Australian experts are calling for more detailed anthropometric screening in patients with IBD.

Inflammatory bowel disease (IBD) – specifically Crohn’s disease (CD) and ulcerative colitis (UC) – and obesity are both becoming more prevalent in Australia and New Zealand. While IBD and obesity were originally thought not be related, there is a small amount of evidence to suggest the two are somehow linked.

Now, a new research study has reported the prevalence of obesity in a large cohort of Australasian adults with IBD for the first time.

“Our findings provide the first Australasian data on this critical issue and carry significant implications for clinical management and health service planning for IBD in Australia, reflecting an urgent need for a paradigm shift in the routine management of IBD,” the researchers wrote in the Internal Medicine Journal.

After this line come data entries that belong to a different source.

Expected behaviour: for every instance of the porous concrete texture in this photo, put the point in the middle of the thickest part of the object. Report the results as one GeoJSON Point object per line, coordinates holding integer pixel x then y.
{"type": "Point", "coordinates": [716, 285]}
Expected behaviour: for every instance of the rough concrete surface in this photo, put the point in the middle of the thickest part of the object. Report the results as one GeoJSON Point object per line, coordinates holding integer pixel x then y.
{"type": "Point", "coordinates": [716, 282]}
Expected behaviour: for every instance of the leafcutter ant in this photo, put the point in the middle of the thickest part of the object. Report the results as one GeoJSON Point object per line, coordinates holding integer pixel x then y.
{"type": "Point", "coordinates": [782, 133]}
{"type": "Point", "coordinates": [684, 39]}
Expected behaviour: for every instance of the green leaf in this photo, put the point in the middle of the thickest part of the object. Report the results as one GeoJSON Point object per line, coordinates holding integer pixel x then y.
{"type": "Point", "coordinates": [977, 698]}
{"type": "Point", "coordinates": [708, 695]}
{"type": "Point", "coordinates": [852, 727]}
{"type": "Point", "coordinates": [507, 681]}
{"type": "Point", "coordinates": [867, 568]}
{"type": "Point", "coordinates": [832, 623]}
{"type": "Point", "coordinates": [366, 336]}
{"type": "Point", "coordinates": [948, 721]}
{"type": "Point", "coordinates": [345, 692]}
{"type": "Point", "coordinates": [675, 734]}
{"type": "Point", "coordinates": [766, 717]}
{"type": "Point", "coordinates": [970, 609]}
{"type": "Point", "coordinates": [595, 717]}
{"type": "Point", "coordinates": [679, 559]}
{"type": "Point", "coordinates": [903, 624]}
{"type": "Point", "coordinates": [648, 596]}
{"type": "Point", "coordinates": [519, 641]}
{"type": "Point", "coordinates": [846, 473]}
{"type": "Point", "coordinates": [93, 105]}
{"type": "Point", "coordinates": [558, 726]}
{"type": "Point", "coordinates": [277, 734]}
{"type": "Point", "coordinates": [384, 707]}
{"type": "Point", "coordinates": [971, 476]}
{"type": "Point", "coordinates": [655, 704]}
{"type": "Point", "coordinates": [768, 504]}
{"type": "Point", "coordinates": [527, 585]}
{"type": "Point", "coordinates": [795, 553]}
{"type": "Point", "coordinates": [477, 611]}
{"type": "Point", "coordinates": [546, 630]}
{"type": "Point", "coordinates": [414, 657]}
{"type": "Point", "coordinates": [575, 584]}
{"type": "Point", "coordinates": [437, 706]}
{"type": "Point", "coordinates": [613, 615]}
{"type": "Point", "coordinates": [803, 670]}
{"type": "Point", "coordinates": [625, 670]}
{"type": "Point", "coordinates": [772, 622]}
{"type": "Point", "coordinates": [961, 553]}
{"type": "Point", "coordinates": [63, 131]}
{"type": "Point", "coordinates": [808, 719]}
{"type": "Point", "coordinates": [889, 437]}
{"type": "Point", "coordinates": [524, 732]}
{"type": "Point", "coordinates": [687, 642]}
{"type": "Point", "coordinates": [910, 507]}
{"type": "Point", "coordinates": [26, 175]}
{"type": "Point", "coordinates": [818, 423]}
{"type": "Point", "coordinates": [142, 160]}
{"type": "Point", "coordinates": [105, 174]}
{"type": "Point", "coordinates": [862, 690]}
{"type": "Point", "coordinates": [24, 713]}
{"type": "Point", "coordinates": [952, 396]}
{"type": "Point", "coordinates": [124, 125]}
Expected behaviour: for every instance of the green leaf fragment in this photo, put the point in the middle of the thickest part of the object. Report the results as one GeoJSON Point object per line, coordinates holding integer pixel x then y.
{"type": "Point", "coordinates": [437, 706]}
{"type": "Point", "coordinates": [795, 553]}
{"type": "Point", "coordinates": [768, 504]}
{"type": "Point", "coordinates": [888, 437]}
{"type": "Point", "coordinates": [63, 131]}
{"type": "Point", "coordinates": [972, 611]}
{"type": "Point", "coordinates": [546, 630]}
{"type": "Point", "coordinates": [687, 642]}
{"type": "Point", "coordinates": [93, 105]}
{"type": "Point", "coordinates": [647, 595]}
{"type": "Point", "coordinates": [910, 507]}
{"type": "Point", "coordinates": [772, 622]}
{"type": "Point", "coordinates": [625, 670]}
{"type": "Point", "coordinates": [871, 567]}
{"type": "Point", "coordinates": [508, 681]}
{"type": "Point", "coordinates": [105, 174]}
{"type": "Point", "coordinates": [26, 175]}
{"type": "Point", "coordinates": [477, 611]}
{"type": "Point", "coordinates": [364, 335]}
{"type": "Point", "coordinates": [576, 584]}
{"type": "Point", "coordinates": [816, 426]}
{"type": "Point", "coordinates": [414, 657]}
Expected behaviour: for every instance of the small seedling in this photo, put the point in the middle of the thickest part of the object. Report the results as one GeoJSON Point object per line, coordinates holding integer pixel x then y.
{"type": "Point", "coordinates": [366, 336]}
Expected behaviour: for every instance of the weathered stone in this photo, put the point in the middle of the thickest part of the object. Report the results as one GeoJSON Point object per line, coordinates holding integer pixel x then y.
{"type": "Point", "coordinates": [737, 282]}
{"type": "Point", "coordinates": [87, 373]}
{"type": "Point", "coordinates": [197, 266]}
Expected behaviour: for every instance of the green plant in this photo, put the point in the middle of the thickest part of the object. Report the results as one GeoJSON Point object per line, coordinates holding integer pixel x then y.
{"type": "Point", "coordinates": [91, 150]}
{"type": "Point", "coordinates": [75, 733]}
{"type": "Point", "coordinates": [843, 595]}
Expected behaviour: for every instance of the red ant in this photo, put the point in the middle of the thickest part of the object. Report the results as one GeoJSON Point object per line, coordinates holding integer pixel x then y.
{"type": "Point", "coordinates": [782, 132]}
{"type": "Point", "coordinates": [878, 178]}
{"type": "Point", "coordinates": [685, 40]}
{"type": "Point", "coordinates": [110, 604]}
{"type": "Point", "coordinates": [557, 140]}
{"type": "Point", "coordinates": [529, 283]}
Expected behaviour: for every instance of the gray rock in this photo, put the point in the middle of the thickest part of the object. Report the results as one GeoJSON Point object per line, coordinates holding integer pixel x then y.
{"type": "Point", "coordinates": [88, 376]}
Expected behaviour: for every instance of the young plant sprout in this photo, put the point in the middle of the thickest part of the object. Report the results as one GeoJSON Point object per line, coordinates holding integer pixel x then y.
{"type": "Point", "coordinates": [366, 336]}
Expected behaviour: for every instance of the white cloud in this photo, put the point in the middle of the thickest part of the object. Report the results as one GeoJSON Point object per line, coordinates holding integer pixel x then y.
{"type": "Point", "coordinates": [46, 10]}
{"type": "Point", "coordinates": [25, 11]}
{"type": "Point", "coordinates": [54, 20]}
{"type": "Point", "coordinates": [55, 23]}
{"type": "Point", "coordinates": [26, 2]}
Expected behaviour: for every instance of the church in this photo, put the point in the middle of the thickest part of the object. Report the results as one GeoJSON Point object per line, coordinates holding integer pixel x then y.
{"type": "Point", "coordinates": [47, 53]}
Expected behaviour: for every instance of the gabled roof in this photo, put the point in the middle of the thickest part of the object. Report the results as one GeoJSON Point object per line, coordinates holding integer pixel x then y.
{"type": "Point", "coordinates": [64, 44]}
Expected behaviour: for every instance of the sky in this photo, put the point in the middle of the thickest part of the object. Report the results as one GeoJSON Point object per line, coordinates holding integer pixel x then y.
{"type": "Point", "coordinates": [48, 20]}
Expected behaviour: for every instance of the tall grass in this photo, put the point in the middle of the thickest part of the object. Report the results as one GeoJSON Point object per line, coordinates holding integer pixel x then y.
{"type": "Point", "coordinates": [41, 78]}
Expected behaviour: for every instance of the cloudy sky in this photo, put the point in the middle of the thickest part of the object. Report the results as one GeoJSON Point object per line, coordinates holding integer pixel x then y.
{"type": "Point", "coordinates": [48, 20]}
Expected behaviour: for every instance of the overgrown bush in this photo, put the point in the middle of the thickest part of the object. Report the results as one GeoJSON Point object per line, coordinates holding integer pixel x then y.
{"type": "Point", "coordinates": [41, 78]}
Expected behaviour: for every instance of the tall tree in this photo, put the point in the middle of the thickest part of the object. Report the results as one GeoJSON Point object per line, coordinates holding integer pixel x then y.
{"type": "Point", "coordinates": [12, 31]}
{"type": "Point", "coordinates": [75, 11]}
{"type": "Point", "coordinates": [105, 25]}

“The focus can no longer be solely on managing IBD; clinicians must now proactively screen and manage obesity as a metabolic comorbidity that can equally affect IBD course.”

The Australian researchers used data from the Crohn’s Colitis Cure (CCCure) registry, an IBD-specific electronic medical record used by hospital-based IBD specialist clinics across Australia and New Zealand. Adult patients (aged 18 years and older) with a confirmed IBD diagnosis who had a documented clinical encounter in the 14 months prior to May 2025 were included. Patients with missing height and/or weight data (required to calculate BMI) were excluded.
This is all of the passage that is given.